Vicious Mockery might just be one of the best spells in Baldur’s Gate 3, even Dungeons & Dragons proper. Not because of its power, mind you. While giving an enemy disadvantage on their next attack roll is useful, psychic damage is often resisted by foes—and its damage isn’t anything to write home about.
No, what makes Vicious Mockery great is its theme. It’s an excuse to throw verbal dirt at your enemies with lethal consequences. What other game lets you smack-talk a goblin to death? That’s especially fun in tabletop D&D, where you can tailor your dunks to whoever you’re fighting. Sadly you can’t import custom lines to Baldur’s Gate 3 without some serious modding know-how, but Larian Studios have sorted the next best thing.

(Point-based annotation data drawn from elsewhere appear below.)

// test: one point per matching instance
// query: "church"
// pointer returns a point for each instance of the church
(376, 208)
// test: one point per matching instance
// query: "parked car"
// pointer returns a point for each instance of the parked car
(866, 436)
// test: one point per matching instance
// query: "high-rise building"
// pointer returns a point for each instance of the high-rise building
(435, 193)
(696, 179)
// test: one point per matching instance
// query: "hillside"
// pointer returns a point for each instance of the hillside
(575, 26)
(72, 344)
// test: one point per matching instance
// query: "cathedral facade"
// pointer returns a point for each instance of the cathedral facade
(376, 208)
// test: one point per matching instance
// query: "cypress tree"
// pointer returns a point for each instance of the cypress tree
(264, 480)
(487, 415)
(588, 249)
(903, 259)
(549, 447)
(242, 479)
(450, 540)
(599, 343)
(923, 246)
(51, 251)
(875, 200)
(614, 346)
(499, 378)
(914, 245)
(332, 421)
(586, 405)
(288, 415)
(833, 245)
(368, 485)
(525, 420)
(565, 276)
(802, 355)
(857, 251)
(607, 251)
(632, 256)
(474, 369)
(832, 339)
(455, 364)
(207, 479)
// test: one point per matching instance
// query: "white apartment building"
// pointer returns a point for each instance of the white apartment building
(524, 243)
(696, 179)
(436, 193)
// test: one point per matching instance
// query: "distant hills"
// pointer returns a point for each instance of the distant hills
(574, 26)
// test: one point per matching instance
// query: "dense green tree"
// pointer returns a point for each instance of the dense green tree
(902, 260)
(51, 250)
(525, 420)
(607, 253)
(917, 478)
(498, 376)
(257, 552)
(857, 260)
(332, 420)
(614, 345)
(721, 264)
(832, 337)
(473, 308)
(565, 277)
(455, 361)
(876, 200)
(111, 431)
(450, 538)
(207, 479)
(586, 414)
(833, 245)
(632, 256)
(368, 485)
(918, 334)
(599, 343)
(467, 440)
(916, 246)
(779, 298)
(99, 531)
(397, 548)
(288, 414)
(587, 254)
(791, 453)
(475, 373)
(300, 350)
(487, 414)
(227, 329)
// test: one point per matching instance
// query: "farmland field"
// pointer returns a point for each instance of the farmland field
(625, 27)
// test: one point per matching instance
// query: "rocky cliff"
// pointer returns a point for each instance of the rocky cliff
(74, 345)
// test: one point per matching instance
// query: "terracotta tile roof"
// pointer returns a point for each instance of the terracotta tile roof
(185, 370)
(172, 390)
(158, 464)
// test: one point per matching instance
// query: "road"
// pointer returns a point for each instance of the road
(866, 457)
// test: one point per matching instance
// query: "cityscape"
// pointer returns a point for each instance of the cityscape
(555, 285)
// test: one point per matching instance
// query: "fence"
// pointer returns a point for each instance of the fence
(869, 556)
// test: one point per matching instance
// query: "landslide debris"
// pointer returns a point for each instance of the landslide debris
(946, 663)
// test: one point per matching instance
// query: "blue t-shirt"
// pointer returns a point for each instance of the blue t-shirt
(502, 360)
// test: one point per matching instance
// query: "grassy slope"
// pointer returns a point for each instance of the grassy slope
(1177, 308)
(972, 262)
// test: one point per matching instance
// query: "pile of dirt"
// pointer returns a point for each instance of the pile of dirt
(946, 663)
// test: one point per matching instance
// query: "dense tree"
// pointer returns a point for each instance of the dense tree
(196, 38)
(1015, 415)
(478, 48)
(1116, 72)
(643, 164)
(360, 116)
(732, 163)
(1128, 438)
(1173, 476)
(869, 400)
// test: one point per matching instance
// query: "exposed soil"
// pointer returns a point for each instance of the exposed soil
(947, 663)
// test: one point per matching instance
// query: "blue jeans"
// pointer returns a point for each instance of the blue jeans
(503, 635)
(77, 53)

Over two hours of voice lines are dedicated entirely to giving every origin character unique smack talk, as compiled by YouTube channel Chubblot. But beware, that road goes both ways. Most Vicious Mockery voice lines are dedicated to player voices or origin characters, but there’s one NPC that gets her own—everyone’s least favourite hag and overall nightmare, Auntie Ethel.

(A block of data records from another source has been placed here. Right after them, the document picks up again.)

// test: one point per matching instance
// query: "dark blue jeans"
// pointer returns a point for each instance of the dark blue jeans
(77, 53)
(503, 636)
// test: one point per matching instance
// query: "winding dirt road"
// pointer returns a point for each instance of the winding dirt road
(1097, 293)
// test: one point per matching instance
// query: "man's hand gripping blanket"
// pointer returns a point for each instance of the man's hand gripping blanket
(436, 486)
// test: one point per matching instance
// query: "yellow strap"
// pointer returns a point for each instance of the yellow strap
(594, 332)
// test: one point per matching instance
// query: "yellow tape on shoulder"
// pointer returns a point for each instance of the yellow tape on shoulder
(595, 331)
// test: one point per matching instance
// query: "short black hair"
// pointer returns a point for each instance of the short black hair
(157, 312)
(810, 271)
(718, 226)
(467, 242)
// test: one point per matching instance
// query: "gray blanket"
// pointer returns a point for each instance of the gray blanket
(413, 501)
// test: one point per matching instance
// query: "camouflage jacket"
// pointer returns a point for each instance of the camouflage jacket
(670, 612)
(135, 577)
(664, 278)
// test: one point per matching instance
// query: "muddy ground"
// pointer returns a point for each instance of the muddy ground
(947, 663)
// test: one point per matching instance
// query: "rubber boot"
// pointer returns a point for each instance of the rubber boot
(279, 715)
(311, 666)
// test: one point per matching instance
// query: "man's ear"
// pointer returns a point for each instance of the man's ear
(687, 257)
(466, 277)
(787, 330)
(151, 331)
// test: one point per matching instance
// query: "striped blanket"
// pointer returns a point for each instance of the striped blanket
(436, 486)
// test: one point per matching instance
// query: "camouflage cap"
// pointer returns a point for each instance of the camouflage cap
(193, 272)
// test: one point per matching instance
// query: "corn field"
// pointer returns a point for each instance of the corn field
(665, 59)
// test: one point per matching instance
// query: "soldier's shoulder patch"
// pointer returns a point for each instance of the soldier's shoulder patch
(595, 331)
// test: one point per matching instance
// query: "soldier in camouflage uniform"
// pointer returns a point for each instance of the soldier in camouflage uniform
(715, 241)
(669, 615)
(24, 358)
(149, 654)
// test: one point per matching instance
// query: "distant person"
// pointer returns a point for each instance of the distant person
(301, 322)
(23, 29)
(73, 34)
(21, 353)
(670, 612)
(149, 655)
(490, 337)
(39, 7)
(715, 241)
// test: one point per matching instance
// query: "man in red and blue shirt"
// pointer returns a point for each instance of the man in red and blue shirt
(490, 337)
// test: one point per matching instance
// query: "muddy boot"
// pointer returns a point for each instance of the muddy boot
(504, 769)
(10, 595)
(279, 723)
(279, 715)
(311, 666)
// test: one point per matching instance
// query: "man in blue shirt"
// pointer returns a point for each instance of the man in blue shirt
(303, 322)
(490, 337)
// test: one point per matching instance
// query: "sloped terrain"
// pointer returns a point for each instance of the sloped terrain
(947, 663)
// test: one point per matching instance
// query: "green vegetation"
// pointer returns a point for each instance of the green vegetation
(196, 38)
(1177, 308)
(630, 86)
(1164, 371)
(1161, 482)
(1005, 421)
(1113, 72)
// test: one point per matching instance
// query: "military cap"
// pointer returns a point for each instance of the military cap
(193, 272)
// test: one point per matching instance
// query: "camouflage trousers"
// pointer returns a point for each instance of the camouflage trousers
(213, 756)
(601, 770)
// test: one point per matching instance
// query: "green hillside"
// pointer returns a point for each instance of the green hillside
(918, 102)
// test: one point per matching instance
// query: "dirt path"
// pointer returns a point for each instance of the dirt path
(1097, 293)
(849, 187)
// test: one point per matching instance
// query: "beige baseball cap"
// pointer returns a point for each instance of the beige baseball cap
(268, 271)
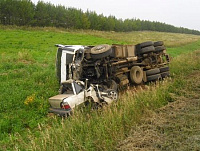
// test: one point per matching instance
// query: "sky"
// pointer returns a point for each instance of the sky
(180, 13)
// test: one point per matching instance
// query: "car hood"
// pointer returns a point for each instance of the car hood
(57, 99)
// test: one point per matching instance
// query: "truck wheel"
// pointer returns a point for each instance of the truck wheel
(158, 43)
(146, 44)
(112, 85)
(136, 75)
(147, 49)
(101, 51)
(164, 69)
(113, 95)
(152, 71)
(159, 48)
(153, 77)
(165, 74)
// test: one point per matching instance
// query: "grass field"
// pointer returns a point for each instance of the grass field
(27, 77)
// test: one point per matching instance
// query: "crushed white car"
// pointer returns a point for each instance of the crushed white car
(74, 93)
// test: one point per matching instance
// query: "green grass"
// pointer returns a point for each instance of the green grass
(27, 76)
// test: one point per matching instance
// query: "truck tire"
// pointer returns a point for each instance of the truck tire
(113, 94)
(152, 71)
(101, 51)
(165, 74)
(112, 85)
(164, 69)
(136, 75)
(147, 49)
(153, 77)
(146, 44)
(159, 48)
(158, 43)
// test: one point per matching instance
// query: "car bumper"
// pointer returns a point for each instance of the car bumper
(60, 112)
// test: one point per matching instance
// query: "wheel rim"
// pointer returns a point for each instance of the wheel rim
(113, 95)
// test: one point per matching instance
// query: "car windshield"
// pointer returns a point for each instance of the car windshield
(78, 88)
(67, 88)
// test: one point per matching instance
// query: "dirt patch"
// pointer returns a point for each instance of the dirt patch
(173, 127)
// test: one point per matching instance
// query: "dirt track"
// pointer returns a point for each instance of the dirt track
(173, 127)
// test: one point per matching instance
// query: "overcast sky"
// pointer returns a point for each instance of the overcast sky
(180, 13)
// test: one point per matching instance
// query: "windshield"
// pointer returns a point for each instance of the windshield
(78, 88)
(67, 88)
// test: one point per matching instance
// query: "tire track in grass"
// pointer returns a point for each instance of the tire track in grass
(175, 126)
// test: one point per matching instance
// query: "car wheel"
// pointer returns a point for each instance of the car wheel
(146, 44)
(153, 77)
(113, 95)
(136, 75)
(112, 85)
(165, 74)
(158, 43)
(159, 48)
(101, 51)
(147, 49)
(152, 71)
(164, 69)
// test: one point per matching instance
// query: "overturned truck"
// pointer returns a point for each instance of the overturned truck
(113, 66)
(94, 74)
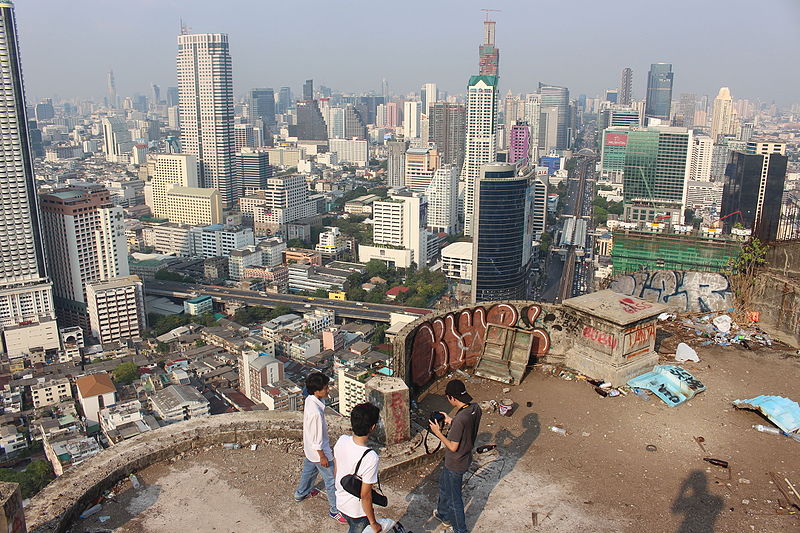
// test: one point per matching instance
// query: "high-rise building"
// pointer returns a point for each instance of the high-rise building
(27, 315)
(205, 94)
(308, 90)
(502, 234)
(626, 87)
(481, 137)
(420, 166)
(657, 164)
(429, 94)
(395, 168)
(85, 239)
(170, 170)
(284, 99)
(254, 169)
(442, 193)
(754, 183)
(488, 53)
(659, 91)
(519, 142)
(447, 124)
(553, 96)
(723, 120)
(411, 112)
(111, 90)
(117, 143)
(262, 106)
(702, 149)
(116, 309)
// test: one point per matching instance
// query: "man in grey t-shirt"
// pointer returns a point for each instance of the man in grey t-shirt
(458, 446)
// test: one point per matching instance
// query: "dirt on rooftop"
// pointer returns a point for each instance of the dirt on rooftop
(599, 477)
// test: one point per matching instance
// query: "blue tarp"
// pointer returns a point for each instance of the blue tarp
(672, 384)
(783, 412)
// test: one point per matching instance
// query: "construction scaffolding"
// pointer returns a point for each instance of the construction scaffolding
(635, 249)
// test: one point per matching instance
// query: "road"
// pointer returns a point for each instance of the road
(573, 276)
(343, 308)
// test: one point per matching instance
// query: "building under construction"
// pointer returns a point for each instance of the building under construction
(640, 249)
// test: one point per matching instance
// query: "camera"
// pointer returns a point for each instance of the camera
(437, 417)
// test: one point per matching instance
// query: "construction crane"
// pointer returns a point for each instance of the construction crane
(489, 10)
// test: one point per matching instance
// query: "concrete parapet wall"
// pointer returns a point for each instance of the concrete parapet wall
(680, 291)
(55, 508)
(777, 299)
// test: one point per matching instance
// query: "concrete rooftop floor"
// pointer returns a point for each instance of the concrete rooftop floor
(597, 478)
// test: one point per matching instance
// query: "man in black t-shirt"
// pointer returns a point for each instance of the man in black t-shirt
(458, 446)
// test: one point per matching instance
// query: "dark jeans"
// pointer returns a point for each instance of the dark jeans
(451, 504)
(357, 525)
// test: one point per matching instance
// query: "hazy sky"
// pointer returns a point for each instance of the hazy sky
(349, 45)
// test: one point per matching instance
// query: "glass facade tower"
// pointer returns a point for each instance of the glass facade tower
(502, 234)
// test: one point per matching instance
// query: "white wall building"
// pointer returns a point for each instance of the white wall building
(481, 140)
(205, 99)
(442, 194)
(116, 309)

What’s more, these voice-lines are absolutely savage, personalised to each of the origin character’s backstories. Most spellcasters are content with just calling someone a cuck, but Ethel takes it one step further by zeroing in on each character’s insecurities with horrifying accuracy. Spoilers for some characters’ stories follow.

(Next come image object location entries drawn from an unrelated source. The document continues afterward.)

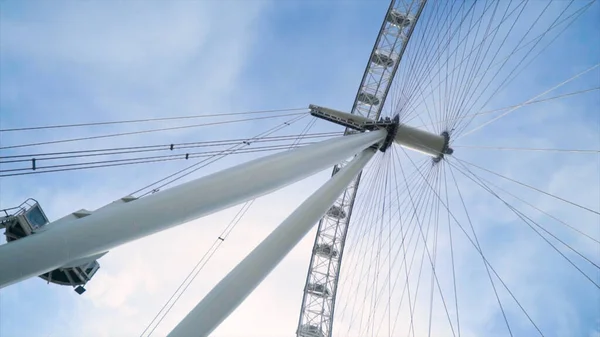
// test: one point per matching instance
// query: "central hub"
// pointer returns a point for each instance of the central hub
(436, 146)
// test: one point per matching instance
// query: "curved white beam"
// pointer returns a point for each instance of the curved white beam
(112, 226)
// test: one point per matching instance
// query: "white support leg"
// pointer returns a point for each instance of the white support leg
(107, 228)
(249, 273)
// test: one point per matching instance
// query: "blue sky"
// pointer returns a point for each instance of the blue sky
(68, 62)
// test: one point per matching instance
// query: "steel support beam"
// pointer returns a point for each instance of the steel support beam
(112, 226)
(248, 274)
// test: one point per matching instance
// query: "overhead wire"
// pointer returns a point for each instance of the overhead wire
(195, 167)
(158, 119)
(120, 134)
(150, 148)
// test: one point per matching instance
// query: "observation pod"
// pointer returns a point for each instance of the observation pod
(381, 59)
(309, 330)
(318, 289)
(422, 141)
(336, 212)
(398, 19)
(326, 250)
(368, 98)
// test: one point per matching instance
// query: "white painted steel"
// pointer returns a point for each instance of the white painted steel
(109, 227)
(249, 273)
(419, 140)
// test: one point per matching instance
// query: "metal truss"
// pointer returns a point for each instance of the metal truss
(318, 302)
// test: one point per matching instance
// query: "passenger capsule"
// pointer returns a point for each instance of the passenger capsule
(336, 212)
(367, 98)
(381, 59)
(398, 19)
(326, 250)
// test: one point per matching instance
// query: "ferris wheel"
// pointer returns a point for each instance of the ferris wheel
(428, 216)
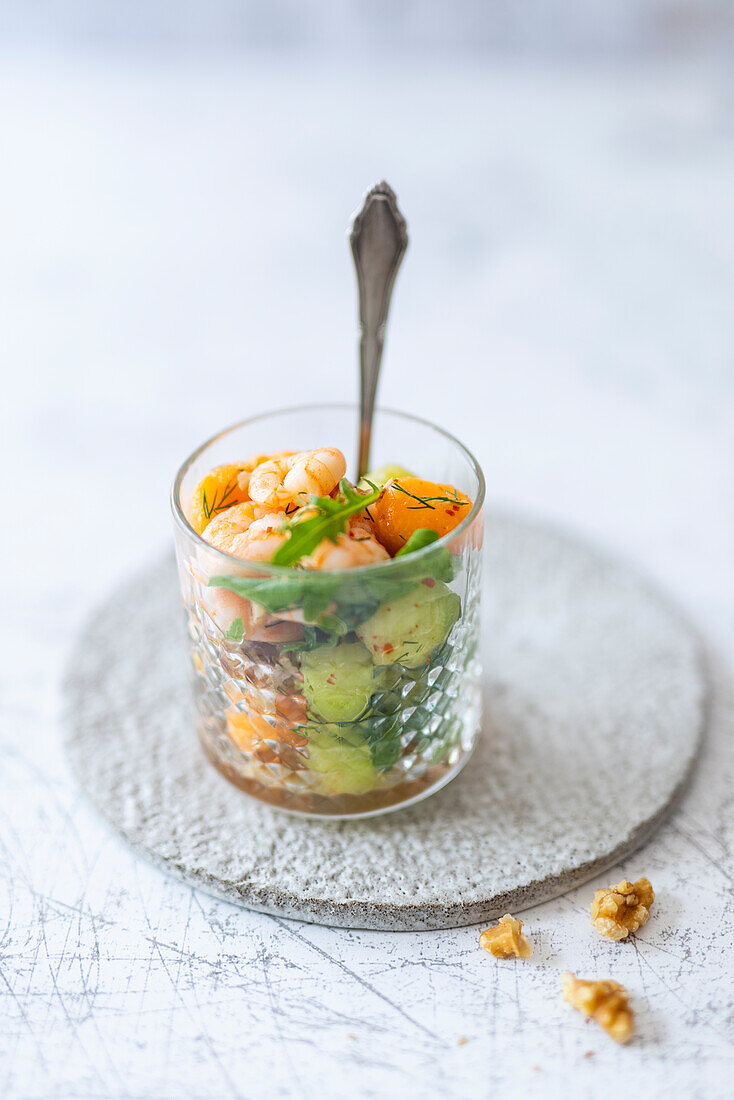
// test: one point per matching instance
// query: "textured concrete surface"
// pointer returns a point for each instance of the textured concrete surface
(585, 671)
(156, 218)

“Deep down you like being leashed, don’t ya?” she says to Astarion, a man who has been under the full control of an abusive vampire lord for centuries. “Why would Shar love you when no-one else does?” she says to Shadowheart—who has had those she loves either killed, taken away from her, or scrubbed from her memory.
“Your people will never take you back, illithid scum,” she hisses at Lae’zel—someone who prides herself most on her link to her people and culture. Ethel even calls Wyll “Daddy’s mistake.” Damn lady, who hurt you? Oh, right. My party did.
You can watch the full list of burns below, which start around the 1 hour, 32 minute mark. Hop back a little earlier and you’ll even find some more generally targeted roasts determined by your character’s race.
I’m just fascinated players keep discovering new stuff when turning up this game’s many stones—rare dialogue for edge case scenarios, entire plot threads revolving around a single spell, bespoke game overs you have to try really hard to get, bizarre fourth wall breaks—it just doesn’t end.
I also love how in character this is for Ethel. She’s a hag. Manipulation is in her blood. She breaks people down so they’ll make deals to doom themselves for her gain. Of course she goes right for the throat—she’s spent her whole life pulling people’s strings and shining a light on their worst insecurities.